Way Finding with ESCO

August 6th, 2019/Architecture, Interior, Product/

I don’t know about you, but we are enjoying a very busy summer! There’s nothing more exciting than being engrossed creating what you love—and that includes today’s client spotlight journal. This client and us have something in common: we love doing unique projects. This week’s unique project comes from our work with a new client: ESCO Communications.

ESCO is an Indianapolis-based communications firm that works with the newest technologies around to provide the best audio-visual, security, mass communications, and healthcare solutions. ESCO has recently completed a project at the Indianapolis airport and needed some photography to capture just how big this was (both literally and metaphorically).

Heather Cox at CE Solutions was kind enough to refer us to Brittany Burke at ESCO Communications to photograph their amazing Way Finder installation that was designed by another Indianapolis firm, Synthesis Architecture. Although we’ve worked for the Indianapolis Airport Authority doing headshots, we had never actually photographed the airport, so this was a new and exciting privilege for us.

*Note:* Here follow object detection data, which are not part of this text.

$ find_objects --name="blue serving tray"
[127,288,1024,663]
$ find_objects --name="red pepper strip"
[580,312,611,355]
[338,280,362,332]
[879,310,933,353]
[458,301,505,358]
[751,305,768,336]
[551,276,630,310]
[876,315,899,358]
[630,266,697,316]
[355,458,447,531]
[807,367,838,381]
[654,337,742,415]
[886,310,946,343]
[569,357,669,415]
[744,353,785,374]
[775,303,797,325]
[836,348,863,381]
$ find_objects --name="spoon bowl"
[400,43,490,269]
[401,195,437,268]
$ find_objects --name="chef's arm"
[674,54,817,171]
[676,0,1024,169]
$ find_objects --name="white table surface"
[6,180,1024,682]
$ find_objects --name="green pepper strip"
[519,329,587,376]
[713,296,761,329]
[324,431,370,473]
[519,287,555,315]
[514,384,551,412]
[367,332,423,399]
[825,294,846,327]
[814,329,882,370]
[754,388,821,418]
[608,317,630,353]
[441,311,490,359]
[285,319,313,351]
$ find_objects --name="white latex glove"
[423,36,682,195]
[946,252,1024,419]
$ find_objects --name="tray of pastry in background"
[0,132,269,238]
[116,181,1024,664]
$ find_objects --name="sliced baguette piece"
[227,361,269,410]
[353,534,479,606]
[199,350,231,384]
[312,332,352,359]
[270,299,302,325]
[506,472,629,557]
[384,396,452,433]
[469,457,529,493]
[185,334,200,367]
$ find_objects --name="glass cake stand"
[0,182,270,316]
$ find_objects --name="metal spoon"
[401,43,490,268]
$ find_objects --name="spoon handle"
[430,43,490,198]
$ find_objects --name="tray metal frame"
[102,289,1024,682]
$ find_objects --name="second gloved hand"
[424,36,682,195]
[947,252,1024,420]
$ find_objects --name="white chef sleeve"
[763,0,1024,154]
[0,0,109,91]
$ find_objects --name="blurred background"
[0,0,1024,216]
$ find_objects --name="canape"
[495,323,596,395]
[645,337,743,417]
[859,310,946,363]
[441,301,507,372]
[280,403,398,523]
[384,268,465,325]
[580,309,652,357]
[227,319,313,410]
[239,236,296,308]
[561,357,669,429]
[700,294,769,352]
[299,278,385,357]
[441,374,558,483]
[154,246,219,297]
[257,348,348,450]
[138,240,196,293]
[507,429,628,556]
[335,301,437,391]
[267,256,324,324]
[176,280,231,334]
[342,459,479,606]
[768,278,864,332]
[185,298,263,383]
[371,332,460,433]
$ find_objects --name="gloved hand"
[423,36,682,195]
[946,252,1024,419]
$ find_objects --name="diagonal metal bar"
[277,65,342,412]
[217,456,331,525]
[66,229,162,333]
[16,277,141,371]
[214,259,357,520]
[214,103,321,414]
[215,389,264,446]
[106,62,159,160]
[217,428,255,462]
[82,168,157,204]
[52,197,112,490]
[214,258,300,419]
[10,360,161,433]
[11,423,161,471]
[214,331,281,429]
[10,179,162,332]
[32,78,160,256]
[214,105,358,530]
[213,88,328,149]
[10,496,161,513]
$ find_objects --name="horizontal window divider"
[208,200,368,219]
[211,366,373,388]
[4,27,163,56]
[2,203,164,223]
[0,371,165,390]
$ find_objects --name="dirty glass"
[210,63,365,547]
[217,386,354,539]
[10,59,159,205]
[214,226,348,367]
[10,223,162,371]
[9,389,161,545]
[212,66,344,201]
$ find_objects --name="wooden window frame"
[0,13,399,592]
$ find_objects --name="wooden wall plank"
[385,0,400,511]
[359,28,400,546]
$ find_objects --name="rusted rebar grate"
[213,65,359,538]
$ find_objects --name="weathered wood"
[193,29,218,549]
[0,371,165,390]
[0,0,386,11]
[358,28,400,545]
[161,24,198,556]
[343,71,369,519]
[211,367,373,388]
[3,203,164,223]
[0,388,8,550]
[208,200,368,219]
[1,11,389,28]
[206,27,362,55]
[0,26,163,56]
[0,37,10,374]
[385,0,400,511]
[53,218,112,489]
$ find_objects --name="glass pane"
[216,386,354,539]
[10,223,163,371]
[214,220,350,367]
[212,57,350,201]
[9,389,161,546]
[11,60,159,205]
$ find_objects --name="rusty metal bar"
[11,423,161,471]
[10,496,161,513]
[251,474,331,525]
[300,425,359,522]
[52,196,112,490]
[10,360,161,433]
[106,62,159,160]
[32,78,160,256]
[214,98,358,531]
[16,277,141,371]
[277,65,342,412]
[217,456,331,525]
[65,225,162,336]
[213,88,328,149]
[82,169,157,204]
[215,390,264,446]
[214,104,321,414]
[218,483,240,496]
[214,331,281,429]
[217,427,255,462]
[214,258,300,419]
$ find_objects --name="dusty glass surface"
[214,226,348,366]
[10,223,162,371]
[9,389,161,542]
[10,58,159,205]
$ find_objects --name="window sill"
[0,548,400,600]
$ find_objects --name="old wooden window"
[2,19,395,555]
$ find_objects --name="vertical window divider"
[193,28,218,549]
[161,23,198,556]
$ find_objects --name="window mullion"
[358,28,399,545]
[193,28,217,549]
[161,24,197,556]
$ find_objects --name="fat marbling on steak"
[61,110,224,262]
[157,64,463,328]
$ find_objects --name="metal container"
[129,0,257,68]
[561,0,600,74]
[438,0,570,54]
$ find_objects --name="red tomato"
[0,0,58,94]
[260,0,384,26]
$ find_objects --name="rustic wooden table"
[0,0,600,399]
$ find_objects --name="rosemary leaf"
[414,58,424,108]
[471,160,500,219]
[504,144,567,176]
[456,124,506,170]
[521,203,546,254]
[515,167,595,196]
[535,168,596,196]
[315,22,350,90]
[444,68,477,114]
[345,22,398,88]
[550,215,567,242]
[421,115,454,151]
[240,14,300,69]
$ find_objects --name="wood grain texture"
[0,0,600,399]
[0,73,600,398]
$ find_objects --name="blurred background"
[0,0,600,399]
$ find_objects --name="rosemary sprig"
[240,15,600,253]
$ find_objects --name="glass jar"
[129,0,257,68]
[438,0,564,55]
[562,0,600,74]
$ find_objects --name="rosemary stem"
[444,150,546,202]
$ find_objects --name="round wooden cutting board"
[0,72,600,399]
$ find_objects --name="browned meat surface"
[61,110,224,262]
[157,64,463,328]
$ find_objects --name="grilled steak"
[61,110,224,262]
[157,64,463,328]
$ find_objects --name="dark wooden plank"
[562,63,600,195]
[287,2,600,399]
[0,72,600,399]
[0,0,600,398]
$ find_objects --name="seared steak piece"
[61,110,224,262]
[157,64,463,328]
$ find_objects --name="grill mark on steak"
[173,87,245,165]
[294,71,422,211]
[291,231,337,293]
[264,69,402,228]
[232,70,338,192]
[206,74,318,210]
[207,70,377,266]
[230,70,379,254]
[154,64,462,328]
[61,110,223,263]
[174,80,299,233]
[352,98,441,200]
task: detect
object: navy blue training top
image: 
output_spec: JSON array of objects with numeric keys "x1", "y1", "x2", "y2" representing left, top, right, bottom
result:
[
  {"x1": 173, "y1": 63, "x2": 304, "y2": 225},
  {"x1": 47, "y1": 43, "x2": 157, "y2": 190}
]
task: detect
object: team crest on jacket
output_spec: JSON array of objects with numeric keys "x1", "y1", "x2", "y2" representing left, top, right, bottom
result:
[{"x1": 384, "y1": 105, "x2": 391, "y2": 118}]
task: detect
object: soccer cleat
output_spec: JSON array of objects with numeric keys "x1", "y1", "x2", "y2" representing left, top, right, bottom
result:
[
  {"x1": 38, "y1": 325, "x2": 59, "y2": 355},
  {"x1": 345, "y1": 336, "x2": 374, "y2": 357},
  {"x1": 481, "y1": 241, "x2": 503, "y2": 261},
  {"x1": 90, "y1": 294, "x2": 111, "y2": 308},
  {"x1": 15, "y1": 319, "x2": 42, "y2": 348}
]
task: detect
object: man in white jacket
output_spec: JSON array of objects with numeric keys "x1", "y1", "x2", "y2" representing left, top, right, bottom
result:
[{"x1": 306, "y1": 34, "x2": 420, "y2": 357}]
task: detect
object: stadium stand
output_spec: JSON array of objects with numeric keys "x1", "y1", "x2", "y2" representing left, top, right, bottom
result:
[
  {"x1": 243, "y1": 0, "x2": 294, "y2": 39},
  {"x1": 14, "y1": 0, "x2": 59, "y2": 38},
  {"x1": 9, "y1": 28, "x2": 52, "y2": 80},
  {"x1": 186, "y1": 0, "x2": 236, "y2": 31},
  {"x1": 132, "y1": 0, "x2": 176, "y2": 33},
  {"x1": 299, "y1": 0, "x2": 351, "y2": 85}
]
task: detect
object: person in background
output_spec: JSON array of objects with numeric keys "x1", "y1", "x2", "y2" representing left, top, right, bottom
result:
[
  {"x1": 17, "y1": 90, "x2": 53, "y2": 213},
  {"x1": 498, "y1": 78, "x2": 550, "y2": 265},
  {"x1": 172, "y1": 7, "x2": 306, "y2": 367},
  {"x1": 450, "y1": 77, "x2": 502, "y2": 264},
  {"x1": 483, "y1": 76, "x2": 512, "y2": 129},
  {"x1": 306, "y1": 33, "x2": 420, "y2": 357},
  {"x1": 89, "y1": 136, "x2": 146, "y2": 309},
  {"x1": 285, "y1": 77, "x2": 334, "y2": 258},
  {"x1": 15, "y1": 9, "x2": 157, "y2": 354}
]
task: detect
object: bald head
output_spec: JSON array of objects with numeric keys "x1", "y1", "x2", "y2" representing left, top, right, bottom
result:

Sometimes what communications companies create is above what can be understood by the visual medium of photography. Luckily, the architectural and graphic design nature of this project lent itself perfectly to our skill set. The Way Finder installations were designed to help guide airport traffic, inform travelers of important security information, and give off a feeling of the spirit of Indianapolis.

In some ways, this project combined the skills of architectural and product photography:

  • For the architectural-shots, we wanted to show off the scale and grandeur of the Way Finder pillars in their “natural habitat”. This needed a unique perspective to capture the pillars in use during a normal travel day—and how large they are compared to a person.
  • For the product-like shots, we wanted to focus on the details in the design. These pillars were created with dark-stained wood and inlaid media screens (like what makes up a jumbo-tron in a sports complex). For this we took a moment to zoom in and find the flow of the grains and the artistic way in which these two elements were brought together.

And there was a third type of image that captured both size and detail! That shot did not come without hard work. During of the middle of this busy day, many travelers witnessed a photographer lay down on the ground and shoot straight up toward the ceiling. Maybe they walked away with a story to tell, but so did we, and we’ll do just about anything to get the perfect shot!